Il gol annullato al West Ham contro l’Arsenal porterà l’IFAB a valutare cambiamenti di regolamento sulle palle inattive

Le strattonate che precedono la battuta di un calcio di punizione ormai sono fuori controllo, ma non sarà facile impedirle senza intaccare altri aspetti del gioco.
di Redazione Undici 12 Maggio 2026 alle 03:59

Una decisione che potrebbe cambiare il futuro del calcio, dopo un fischio che potrebbe decidere il futuro della Premier League. Domenica West Ham e Arsenal si giocavano una buona fetta di stagione, tra velleità di salvezza e di conquista del campionato. I Gunners sbloccano la partita all’83’ con un gol di Trossard, poi in pieno recupero Callum Wilson trova il gol del pareggio in mischia su calcio di punizione. Anzi no: l’arbitro viene richiamato dal VAR e in seguito a off field review decide di annullare la rete per un fallo sul portiere, con Jean-Clair Todibo a ostacolare David Raya. La capolista così vince la contesa – mettendo la mano sulla Premier League – e s’infiammano le polemiche. Perché prima della battuta del calcio piazzato, cioè quando si è consumato il contatto decisivo, l’area dell’Arsenal sembrava un’ammucchiata senza regole. Ed era oggettivamente difficile sanzionare un fallo più di tutti gli altri, come invece è successo.

Anche per questo episodio, l’ennesimo di una lunga serie in questa stagione, all’indomani i regolatori del gioco hanno annunciato di voler prendere provvedimenti per l’avvenire: “Esamineremo queste situazioni con attenzione nei prossimi mesi, perché ormai è una dinamica ricorrente e di grande impatto”, hanno spiegato i dirigenti dell’International Football Association Board a The Times. “Ne avevamo già parlato appena prima del nostro meeting annuale a marzo, ma era troppo tardi per mettere questo tema all’ordine del giorno con tutti gli approfondimenti dovuti. Abbiamo deciso di farlo ora”.

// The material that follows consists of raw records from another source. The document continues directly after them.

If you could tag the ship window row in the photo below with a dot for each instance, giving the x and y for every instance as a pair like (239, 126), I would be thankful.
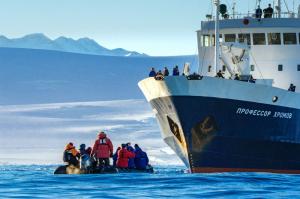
(254, 39)
(252, 68)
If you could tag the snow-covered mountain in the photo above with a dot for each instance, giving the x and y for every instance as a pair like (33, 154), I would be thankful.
(49, 98)
(83, 45)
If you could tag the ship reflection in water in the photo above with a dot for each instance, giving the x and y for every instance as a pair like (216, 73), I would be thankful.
(203, 133)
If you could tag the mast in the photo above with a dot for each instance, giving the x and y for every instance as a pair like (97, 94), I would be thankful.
(279, 8)
(217, 36)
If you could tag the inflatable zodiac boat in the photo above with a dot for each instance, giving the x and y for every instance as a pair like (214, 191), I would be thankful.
(70, 169)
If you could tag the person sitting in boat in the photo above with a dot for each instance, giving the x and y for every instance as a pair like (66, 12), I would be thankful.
(123, 157)
(152, 73)
(115, 157)
(220, 74)
(292, 88)
(71, 155)
(102, 150)
(159, 75)
(176, 71)
(85, 158)
(131, 164)
(166, 72)
(141, 158)
(236, 77)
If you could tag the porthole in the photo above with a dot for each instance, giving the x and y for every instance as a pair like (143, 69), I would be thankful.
(275, 99)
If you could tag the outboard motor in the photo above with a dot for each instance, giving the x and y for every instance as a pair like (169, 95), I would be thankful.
(85, 162)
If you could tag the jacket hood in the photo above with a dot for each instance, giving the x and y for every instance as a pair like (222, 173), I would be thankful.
(101, 135)
(69, 146)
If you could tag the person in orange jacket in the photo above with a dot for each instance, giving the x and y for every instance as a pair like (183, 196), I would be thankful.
(71, 155)
(123, 157)
(102, 149)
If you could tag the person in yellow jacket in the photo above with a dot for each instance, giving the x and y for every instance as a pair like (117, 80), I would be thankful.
(71, 155)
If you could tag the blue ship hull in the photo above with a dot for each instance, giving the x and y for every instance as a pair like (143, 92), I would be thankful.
(225, 135)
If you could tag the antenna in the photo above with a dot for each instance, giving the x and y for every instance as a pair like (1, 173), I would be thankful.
(279, 8)
(217, 36)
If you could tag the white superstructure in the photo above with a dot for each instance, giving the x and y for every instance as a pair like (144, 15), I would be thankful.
(274, 47)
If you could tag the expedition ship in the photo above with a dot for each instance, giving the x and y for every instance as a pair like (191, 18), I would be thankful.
(225, 125)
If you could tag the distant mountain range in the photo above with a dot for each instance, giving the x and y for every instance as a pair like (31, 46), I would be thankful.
(64, 44)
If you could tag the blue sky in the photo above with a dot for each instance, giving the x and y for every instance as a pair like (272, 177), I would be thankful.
(156, 27)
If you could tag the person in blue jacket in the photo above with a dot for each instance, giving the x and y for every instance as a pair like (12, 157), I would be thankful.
(152, 73)
(141, 159)
(115, 157)
(131, 164)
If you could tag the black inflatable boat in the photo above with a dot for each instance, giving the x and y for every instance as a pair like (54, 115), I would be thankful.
(70, 169)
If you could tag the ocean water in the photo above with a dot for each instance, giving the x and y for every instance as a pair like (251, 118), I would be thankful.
(167, 182)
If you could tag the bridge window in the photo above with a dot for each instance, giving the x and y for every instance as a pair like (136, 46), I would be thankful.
(205, 40)
(230, 38)
(244, 38)
(259, 39)
(289, 38)
(274, 39)
(213, 39)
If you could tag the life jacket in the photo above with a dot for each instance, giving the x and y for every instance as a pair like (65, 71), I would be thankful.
(103, 147)
(123, 157)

Soprattutto in Premier League la questione è diventata ricorrente e ha mandato in tilt l’uniformità dell’arbitraggio. Le occasioni da gol su calcio piazzato sono sempre più allettanti, si costruiscono con una maniacale cura dei dettagli e si sfruttano prendendo posizione in area – letteralmente – a discapito degli avversari. Con le buone e con le cattive, fino a quando il direttore di gara non fischia. Il problema è che soprattutto a ridosso della porta si sussegue una tale sequela di placcaggi, strattonate e spintoni che a rigor di logica spesso l’arbitro dovrebbe sanzionare tutto oppure niente – ed è proprio l’incoerenza anche all’interno della stessa azione a venire contestata, come dimostra il caso di West Ham-Arsenal.

Il fallo di Todibo insomma sarà destinato a fare scuola, perché è da qui che inizieranno a discutere i membri dell’IFAB. E la sensazione diffusa è che il calcio di oggi sia andato ben oltre il limite, in questo tipo di circostanze. Come si potrà intervenire sul regolamento? Allo stato attuale, se un giocatore s’improvvisa wrestler ai danni di un diretto avversario può subire un richiamo verbale, ma non può essere sanzionato con un calcio di punizione o di rigore quando questo avviene prima che il pallone venga messo in gioco. Così è tecnicamente possibile sfruttare questi colpi al limite del proibito – soprattutto se lo fanno tutti, e l’arbitro non interviene più – per ottenere un vantaggio decisivo in fase di marcatura. Ormai anche gli addetti ai lavori, ex arbitri compresi, ammettono che “nel calcio si è perso il controllo di queste circostanze: i direttori di gara pensano che se le trattenute sono reciproche, sia giusto lasciar correre. Anche contando sull’eventuale richiamo del VAR”.

L’alternativa è dunque dare il via libera al fischio di calci di punizione e di rigore anche a cronometro fermo. Una circostanza che stravolgerebbe profondamente il modo di difendere e di attaccare sulle palle inattive. E infatti se i vertici dell’IFAB sono convinti che qualcosa si debba fare, le modalità dell’intervento dovranno essere discusse con prudenza: altrimenti si passa dalla padella alla brace, rischiando una nuova inflazione di penalty dopo quelli introdotti dalla fiscalità del VAR. E nemmeno questa sarebbe una soluzione.